Ne prenons pas de décision rapides dans les tribunaux et “n’entravons pas la quête de justice”, laissons traîner. Des affaires critiques liées aux autorités, comme le meurtre de Hrant Dink en 2007, les disparitions forcées, l’affaire Berkin Elvan et même des cas de torture remontant aux années 1990 seront tous oubliés avec le temps.
Les procès interminables sur la liberté d’expression et la liberté de la presse finiront par s’essouffler. Chaque semaine, plus de dix procès sont organisés à l’encontre de journalistes. C’est devenu la nouvelle normalité.
Des affaires comme l’accident de train de Çorlu, la catastrophe de la mine de Soma doivent également se terminer en toute impunité, de sorte que personne n’osera demander de nouveaux comptes aux autorités.
Je me sens désespérée et en colère. Je ne crois pas que les choses vont changer avec une nouvelle élection. Je n’ai pas confiance dans le système électoral et je ne vois pas de politique ou de dirigeant d’opposition efficace. Les chefs de l’opposition ne peuvent pas contester les ordres du régime présidentiel. En fait, certains agissent même en accord avec le discours autoritaire, notamment en ce qui concerne la question kurde, les interventions militaires et les “valeurs religieuses”.

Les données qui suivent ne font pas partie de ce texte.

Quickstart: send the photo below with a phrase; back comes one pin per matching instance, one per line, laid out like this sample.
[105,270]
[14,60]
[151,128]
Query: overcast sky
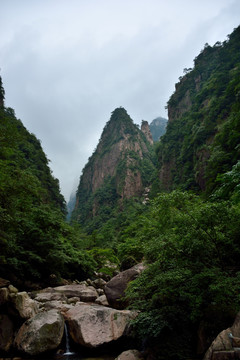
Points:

Les dirigeants et les politiques autoritaires dans le monde ne causent pourtant pas seulement du tort à leur propre pays. Ils ont des effets étendus dans le monde entier.

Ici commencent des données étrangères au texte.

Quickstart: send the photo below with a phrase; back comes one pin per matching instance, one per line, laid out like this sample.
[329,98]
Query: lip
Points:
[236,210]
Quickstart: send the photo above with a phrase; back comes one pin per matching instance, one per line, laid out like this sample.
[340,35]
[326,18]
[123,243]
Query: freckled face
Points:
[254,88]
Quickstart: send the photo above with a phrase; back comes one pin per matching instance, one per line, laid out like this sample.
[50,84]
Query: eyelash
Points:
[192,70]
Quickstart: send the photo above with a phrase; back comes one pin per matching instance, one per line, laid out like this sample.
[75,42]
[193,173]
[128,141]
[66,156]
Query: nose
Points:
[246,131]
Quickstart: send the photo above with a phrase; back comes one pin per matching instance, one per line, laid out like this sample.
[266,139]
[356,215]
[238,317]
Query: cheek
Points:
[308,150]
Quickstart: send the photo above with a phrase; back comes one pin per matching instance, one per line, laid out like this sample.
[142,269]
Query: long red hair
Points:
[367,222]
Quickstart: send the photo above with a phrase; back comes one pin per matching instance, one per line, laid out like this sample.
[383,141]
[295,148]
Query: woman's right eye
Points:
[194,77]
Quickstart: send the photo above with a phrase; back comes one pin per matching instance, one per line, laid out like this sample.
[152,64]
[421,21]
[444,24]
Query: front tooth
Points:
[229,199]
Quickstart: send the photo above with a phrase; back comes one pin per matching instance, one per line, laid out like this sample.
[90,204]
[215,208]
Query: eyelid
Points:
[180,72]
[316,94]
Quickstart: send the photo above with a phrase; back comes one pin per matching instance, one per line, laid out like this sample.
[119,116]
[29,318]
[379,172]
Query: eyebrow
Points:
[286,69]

Comme le dit le politologue Dinçer Demirkent, “Ils s’empruntent des stratégies les uns aux autres. Le ciblage généralisé de personnes au motif qu’elles sont des “terroristes” est essentiel à leurs politiques. Ce qui est nouveau maintenant en Turquie, c’est que le procédé est encore plus ambigu. Les gens ne peuvent pas compter sur le système judiciaire ou les institutions”.
J’espère que certains y prêteront attention avant qu’il ne soit trop tard.